Pore-C concatemers undergo size selection prior to library preparation and ONT long-read sequencing. Via size selection, Pore-C is able to detect high-order interactions, which are defined as concatemers containing greater than two DNA fragments. Specifically, Pore-C size selection enriches for DNA sequences greater than 1.5 kb, thereby filtering out shorter concatemers unlikely to contain greater than two fragments. Many size selection methods have been developed for ONT long-read sequencing. For example, Solid Phase Reversible Immobilisation (SPRI) size selection has been used in the Pore-C literature.
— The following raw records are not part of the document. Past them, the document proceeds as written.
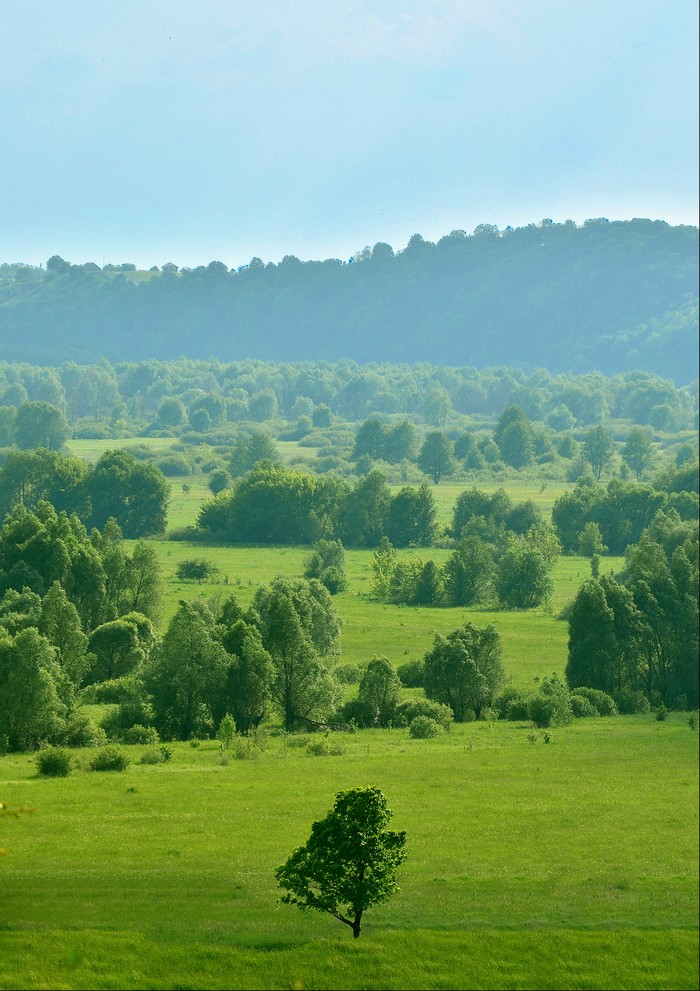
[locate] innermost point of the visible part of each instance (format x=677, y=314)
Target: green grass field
x=571, y=864
x=566, y=865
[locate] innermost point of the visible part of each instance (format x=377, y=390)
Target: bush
x=80, y=732
x=552, y=705
x=174, y=465
x=196, y=569
x=109, y=759
x=324, y=748
x=156, y=755
x=423, y=728
x=141, y=734
x=111, y=692
x=629, y=702
x=411, y=674
x=503, y=699
x=518, y=708
x=603, y=703
x=349, y=674
x=582, y=707
x=406, y=712
x=53, y=762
Following size selection, library preparation for ONT long-read sequencing is performed, usually with a ligation sequencing kit provided by ONT. Key steps include DNA repair and adaptor ligation. Subsequently, DNA is loaded onto flow cells for sequencing, where each concatemer is fed through a pore, aided by a motor protein. Nitrogenous DNA bases are read out by their characteristic disruption of an electric current
Overall, bioinformatic approaches applied to Pore-C data allow for the inference of pairwise and multi-way contacts between loci. Since concatemers in Pore-C contain DNA sequences that come from different regions of the genome, aligning sequencing reads to a reference genome is challenging. One solution to this problem involves a bioinformatic pipeline using a greedy piece-wise algorithm. Further analysis of Pore-C results depends on the study and what other data types are available.
Pore-C is a relatively new method, so its applications have not yet been fully appreciated. A strength of Pore-C over previous methods is its ability to detect interactions between more than two genomic loci. Such high-order interactions enable the study of cellular processes, such as gene expression regulation at a more system-level scale. With statistical methods, Pore-C data can be used to identify cooperative interactions, wherein high-order interactions are observed at a frequency greater than the sum of their expected pairwise contacts. In addition, using ONT long reads, Pore-C can detect DNA methylation, thereby providing an additional layer of epigenetic information to analyze. In the future, Pore-C may be applied to study how the 3D genome changes during developmental processes, such as cellular differentiation. Additionally, Pore-C may be applied to the study of cancer, where the 3D genome is often structurally rearranged, which can result in aberrant gene transcription via processes such as enhancer hijacking.